This intrusion is not merely excessive but categorical. Distinct domains of attention that would ordinarily be segregated by intent are forcibly collapsed into a single feed. Leisure, information, solicitation, spectacle, and agitation are blended into an undifferentiated stream, depriving the user of the ability to modulate cognitive mode. The absence of stable contextual cues ensures that no sustained interpretive stance can be maintained. One is perpetually interrupted, not by novelty in itself, but by novelty of the wrong kind at the wrong time.
The desire to disable entire classes of content reveals an implicit critique of the platform's epistemology. Sports, gambling, viral animals, and high-arousal political material are not objectionable because they exist, but because they are injected into spaces where they do not belong.
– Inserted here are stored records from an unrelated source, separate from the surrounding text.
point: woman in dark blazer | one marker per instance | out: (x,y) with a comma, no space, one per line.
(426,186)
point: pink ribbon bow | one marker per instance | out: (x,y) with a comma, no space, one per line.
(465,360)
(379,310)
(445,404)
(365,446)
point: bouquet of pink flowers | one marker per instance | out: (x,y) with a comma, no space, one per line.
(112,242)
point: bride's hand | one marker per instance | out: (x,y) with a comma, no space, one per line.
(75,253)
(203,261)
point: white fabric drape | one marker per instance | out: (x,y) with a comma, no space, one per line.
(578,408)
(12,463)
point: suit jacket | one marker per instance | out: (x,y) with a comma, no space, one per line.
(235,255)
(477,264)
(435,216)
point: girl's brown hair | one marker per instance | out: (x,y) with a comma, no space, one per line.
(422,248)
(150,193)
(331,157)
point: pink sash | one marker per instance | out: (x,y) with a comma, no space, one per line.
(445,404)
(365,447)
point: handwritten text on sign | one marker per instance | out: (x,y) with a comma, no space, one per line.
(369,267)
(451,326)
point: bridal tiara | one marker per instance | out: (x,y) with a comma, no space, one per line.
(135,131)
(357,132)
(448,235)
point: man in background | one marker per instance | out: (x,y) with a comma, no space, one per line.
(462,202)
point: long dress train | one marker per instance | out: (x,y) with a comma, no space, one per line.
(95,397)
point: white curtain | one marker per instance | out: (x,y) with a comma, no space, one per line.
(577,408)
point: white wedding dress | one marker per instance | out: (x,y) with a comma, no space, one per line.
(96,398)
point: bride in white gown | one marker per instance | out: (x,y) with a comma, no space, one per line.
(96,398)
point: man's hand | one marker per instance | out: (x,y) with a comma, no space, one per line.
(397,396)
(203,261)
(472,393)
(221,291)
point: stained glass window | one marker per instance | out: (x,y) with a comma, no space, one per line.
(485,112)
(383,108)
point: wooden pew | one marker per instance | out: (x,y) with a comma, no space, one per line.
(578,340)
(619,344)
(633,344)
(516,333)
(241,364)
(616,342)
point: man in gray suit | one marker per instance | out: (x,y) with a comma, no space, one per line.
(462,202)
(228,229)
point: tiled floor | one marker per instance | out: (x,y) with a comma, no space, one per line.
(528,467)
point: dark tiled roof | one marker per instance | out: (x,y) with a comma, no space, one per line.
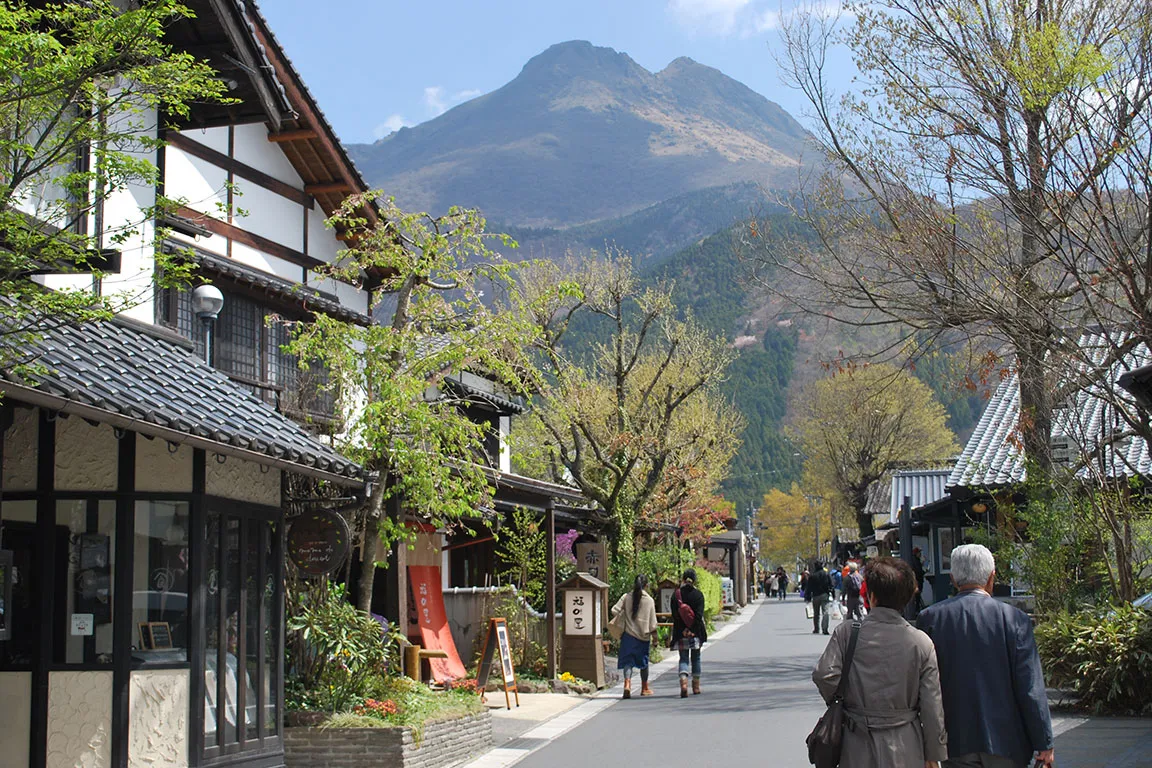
(121,369)
(1084,428)
(310,298)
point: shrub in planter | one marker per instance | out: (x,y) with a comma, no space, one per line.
(1105,659)
(334,651)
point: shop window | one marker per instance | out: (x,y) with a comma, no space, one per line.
(160,582)
(17,535)
(85,557)
(242,641)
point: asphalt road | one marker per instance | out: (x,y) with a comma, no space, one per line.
(757,705)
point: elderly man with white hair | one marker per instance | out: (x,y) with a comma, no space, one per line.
(994,704)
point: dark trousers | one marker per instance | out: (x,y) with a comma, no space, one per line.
(820,609)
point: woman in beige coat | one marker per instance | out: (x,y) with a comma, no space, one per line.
(894,716)
(635,614)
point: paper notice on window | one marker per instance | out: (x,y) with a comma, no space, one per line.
(83,624)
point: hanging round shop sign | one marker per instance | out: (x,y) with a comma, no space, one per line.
(318,541)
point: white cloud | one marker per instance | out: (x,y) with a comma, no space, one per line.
(389,126)
(714,16)
(438,101)
(747,17)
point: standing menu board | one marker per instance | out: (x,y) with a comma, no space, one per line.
(497,640)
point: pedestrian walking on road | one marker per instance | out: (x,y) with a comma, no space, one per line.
(689,632)
(819,592)
(994,701)
(635,613)
(853,592)
(893,711)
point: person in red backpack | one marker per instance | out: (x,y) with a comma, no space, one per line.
(688,630)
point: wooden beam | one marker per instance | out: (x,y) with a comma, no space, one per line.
(245,172)
(251,240)
(298,135)
(328,188)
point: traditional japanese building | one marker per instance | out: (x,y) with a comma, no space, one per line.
(145,471)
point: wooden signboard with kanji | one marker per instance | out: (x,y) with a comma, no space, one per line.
(498,641)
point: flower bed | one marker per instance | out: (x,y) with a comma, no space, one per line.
(441,743)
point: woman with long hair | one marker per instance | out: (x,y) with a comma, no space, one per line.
(689,632)
(635,611)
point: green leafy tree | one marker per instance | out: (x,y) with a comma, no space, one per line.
(858,421)
(636,419)
(88,85)
(401,424)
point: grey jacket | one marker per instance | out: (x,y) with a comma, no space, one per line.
(991,677)
(893,697)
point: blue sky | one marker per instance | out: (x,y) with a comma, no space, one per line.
(377,65)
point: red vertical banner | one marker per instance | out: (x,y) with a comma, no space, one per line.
(427,601)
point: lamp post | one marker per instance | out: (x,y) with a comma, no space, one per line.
(207,301)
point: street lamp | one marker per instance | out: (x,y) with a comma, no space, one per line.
(207,301)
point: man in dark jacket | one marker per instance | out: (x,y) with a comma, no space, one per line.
(819,590)
(994,704)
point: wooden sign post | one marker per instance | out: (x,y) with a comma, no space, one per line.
(495,641)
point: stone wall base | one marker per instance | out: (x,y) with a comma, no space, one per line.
(444,744)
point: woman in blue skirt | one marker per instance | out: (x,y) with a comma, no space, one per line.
(635,611)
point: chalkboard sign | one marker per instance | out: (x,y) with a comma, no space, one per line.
(6,579)
(156,636)
(497,640)
(318,541)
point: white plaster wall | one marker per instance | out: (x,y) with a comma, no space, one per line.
(133,284)
(505,450)
(86,456)
(252,147)
(270,214)
(349,296)
(158,469)
(16,705)
(321,241)
(270,264)
(242,480)
(20,447)
(80,720)
(199,183)
(158,719)
(213,137)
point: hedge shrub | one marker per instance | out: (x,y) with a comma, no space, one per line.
(709,583)
(1105,659)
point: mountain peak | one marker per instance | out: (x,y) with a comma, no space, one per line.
(581,59)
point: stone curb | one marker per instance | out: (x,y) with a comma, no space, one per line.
(599,701)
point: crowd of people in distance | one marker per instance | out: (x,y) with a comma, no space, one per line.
(933,693)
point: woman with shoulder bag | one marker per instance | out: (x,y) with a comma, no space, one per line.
(689,632)
(892,707)
(634,616)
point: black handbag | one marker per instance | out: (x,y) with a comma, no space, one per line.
(826,739)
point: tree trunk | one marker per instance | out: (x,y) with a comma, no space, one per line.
(368,557)
(1035,404)
(368,563)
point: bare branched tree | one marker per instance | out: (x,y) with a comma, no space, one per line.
(979,131)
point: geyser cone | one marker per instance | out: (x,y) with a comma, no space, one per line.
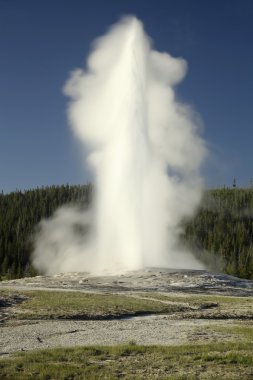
(124,111)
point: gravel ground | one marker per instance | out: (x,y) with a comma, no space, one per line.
(159,329)
(142,330)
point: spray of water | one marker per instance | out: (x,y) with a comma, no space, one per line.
(145,151)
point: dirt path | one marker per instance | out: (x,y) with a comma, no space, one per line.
(142,330)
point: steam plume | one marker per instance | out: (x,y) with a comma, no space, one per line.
(145,152)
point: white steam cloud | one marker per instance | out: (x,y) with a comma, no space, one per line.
(145,152)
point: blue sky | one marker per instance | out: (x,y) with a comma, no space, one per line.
(41,41)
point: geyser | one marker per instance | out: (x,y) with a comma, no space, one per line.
(145,153)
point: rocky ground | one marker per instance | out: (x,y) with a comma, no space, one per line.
(179,328)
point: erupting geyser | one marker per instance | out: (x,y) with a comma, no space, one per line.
(145,152)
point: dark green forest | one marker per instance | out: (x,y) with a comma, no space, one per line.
(221,234)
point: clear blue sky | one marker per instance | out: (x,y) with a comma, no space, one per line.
(41,41)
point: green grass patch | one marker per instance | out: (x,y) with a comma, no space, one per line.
(226,361)
(57,304)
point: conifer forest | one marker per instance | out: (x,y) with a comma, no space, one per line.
(221,233)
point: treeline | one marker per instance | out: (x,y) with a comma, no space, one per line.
(20,213)
(221,234)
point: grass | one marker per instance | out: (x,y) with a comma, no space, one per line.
(217,361)
(77,305)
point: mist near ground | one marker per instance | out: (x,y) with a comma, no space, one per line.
(145,151)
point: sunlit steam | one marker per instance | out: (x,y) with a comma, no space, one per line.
(145,152)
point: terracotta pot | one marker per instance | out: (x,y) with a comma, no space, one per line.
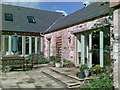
(57,64)
(81,75)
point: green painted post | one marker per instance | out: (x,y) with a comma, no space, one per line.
(36,44)
(82,49)
(90,47)
(76,51)
(10,44)
(30,45)
(101,48)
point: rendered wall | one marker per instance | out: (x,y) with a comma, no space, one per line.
(68,39)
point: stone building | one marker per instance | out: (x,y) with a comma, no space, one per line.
(72,37)
(116,41)
(27,24)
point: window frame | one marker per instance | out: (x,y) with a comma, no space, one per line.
(31,19)
(8,18)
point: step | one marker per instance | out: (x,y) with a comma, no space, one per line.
(63,79)
(71,76)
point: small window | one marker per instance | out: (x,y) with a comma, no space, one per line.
(31,19)
(8,17)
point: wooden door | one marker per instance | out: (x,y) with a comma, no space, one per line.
(58,46)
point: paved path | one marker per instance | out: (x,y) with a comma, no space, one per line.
(28,79)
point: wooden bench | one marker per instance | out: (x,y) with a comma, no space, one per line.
(13,62)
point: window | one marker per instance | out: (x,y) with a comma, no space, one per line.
(31,19)
(8,17)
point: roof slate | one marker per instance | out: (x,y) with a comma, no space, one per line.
(44,19)
(82,15)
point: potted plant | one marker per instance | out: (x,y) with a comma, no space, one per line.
(52,59)
(81,73)
(57,62)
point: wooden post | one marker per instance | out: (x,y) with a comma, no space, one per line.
(30,45)
(101,49)
(10,45)
(76,51)
(23,45)
(83,49)
(36,44)
(41,44)
(90,47)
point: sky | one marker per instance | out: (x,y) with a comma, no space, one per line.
(68,7)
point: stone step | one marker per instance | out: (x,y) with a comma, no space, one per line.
(69,82)
(73,77)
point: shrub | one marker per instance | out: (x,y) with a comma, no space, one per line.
(104,81)
(42,60)
(98,69)
(52,58)
(68,63)
(57,60)
(83,67)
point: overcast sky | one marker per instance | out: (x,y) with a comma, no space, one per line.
(69,6)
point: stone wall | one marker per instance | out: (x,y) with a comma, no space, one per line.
(68,39)
(116,48)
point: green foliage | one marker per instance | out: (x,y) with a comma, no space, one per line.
(98,69)
(57,60)
(40,53)
(67,62)
(42,60)
(52,58)
(105,81)
(83,67)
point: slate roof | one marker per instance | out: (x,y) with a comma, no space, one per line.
(82,15)
(44,19)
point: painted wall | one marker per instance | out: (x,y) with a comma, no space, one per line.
(116,48)
(68,39)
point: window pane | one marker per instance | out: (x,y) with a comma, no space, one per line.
(38,43)
(33,44)
(31,19)
(6,43)
(20,45)
(8,17)
(27,45)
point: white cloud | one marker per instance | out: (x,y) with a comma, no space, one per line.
(25,4)
(51,0)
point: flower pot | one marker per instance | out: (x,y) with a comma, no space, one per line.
(81,75)
(87,72)
(57,64)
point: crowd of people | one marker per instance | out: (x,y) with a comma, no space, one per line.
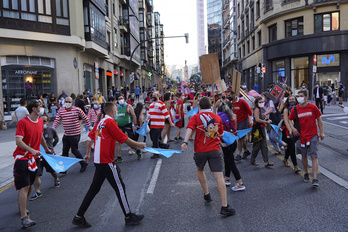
(290,122)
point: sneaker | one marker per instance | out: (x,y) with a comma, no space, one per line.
(238,158)
(139,154)
(27,222)
(57,184)
(155,156)
(134,219)
(246,154)
(207,198)
(81,222)
(238,187)
(35,196)
(83,166)
(227,211)
(315,183)
(306,177)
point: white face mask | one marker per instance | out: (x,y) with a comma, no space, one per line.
(301,100)
(261,104)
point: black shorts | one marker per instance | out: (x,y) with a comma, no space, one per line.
(22,176)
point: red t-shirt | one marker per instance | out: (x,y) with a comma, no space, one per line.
(31,132)
(105,135)
(242,110)
(307,117)
(201,122)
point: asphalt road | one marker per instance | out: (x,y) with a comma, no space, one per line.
(275,199)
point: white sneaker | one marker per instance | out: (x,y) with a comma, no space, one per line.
(238,187)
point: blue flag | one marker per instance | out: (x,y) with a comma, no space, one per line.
(229,138)
(242,133)
(58,163)
(193,111)
(165,152)
(142,130)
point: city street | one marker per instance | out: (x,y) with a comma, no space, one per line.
(168,193)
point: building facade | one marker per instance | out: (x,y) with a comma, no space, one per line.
(297,41)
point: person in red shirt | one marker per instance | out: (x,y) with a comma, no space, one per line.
(209,130)
(105,134)
(308,143)
(28,139)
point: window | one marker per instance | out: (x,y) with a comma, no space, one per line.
(272,33)
(294,27)
(326,22)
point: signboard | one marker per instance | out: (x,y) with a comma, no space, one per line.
(210,69)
Their forced proximity to unrelated material degrades all categories simultaneously. What might have been tolerable within a bounded channel becomes intolerable when imposed as ambient noise.
The platform's refusal to offer granular exclusion mechanisms is telling. To allow users to permanently suppress entire genres would require acknowledging that attention is structured, finite, and purpose-dependent. Instead, the system treats attention as an undifferentiated reservoir to be continuously agitated. Calm, focus, and low-arousal states are interpreted as underutilized capacity rather than legitimate goals.
This design choice creates a constant background of frenetic energy that is experienced not as stimulation but as agitation. The feed becomes an engine of interruption, optimized to prevent the formation of sustained cognitive trajectories. Over time, this produces a learned aversion not merely to specific content types, but to the platform itself. The user does not feel overwhelmed by information, but by its irrelevance, its mistiming, and its indifference to context.
In collapsing all boundaries, the platform ultimately collapses meaning. When everything demands attention simultaneously, nothing can hold it. What remains is a state of low-grade irritation punctuated by momentary spikes of engagement, a pattern that maximizes measurable interaction while steadily eroding the conditions under which genuine interest might arise.
\section{Tackiness as a Diagnostic for Automated Content}
Despite the pervasive dysfunction of the platform, its excesses inadvertently provide a crude but effective diagnostic for low-integrity content. The very features that render the environment unbearable also make certain pathologies unmistakable. Pages that post porn-adjacent imagery, algorithmic gratitude messages, follower milestone celebrations, engagement checklists, or auto-generated affirmations reliably announce themselves through a distinctive aesthetic signature. Their content is not merely uninteresting; it is structurally vacant.
These signals are valuable precisely because they are difficult to counterfeit in the opposite direction. While thoughtful, restrained, or technically substantive content can be drowned out by noise, automated or scam-driven material tends to overperform its own artificiality. Excessive emoji usage, templated enthusiasm, and self-referential announcements betray the absence of an underlying communicative goal. The content exists solely to be seen, not to say anything, and its form reflects this emptiness.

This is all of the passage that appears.